Sovereign Wealth Funds have crossed the $5 trillion milestone with total assets estimated at $5.38 trillion as of October 2013.
Preqin, in its ‘The 2014 Preqin Sovereign Wealth Fund Review,’ highlights that the growth of SWF’s assets can be attributed to the large number of new sovereign wealth funds that have been formed over the past couple of years, besides the growing assets of pre-existing sovereign wealth funds.
Largest Jump In Total Assets
Preqin started reviewing SWFs since 2008. Since 2012, the SWF’s have gained over $750 billion in additional assets. This marks the largest jump in total assets of SWFs, since Preqin commenced its review.

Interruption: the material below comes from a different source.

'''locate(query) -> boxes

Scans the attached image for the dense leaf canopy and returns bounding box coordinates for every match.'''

Asia-based sovereign wealth funds account for a substantial 47 percent of global aggregate sovereign wealth funds, though in terms of number, they account for only 22 percent of global sovereign wealth funds.

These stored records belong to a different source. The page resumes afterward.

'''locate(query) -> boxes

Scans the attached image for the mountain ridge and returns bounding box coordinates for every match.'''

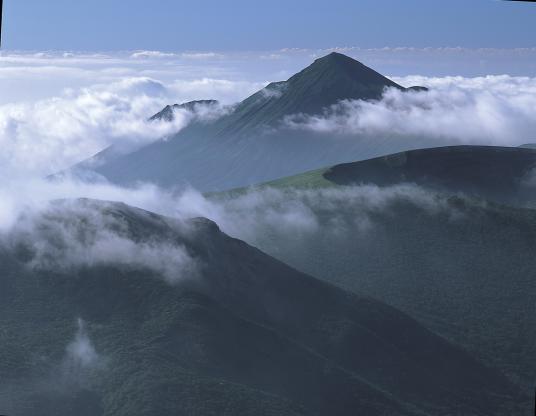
[71,53,434,191]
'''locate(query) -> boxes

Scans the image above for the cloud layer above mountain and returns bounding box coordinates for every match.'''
[0,48,536,177]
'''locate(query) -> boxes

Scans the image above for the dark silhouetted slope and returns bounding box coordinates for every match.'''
[0,201,517,416]
[74,53,436,191]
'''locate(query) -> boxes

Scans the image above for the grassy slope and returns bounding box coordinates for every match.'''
[227,148,536,406]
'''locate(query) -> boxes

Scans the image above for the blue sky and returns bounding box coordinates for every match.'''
[4,0,536,51]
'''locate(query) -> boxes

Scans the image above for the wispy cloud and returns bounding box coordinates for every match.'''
[285,75,536,146]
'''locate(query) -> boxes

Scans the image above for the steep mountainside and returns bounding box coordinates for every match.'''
[218,147,536,406]
[76,53,436,191]
[269,146,536,204]
[0,200,521,416]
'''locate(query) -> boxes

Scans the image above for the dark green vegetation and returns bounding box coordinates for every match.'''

Preqin’s report reveals that soon after the credit crisis, several SWFs saw depletion of their assets as governments withdrew to balance its fiscal shortfalls. However, during the past two years, fresh capital has been infused to ensure security for future generations funded by the reserves created today.
Decline In Private Equity And Hedge Funds
Since Preqin’s 2012 review, SWF investors allocated lesser amount to private equity and hedge funds. Preqin feels the recent past has seen substantial growth in the number of new SWFs. Preqin attributes this fall to these newly created SWFs allocating more towards the traditional funds rather than alternative investments during their initial years.
The following graph evidences the proportion of SWFs investing in each asset class in both traditional and alternative investments:
Despite experiencing political and financial unrest, SWFs have continued to thrive and grow. During the past year, assets under management of Middle Eastern SWFs have increased by 6 percent, while Asia-based SWFs witnessed 19 percent growth.
Preqin’s review highlights some new countries such as India, Bolivia and Panama that are all undergoing internal discussions to form their own SWFs.
Preqin’s review reveals Norway-based Government Pension Fund-Global is the largest SWFs globally with $775.2 billion in asset under management, showing an increase of $185 billion since 2012.
Preqin’s review notes MENA, North America and Asia-based SWFs show the greatest appetite for private real estate investments. Besides, 72 percent of SWFs investing in private equity have shown preference for venture capital investments.
Preqin’s report concludes SWFs could witness a number of new allocators once the newly formed SWFs become more developed.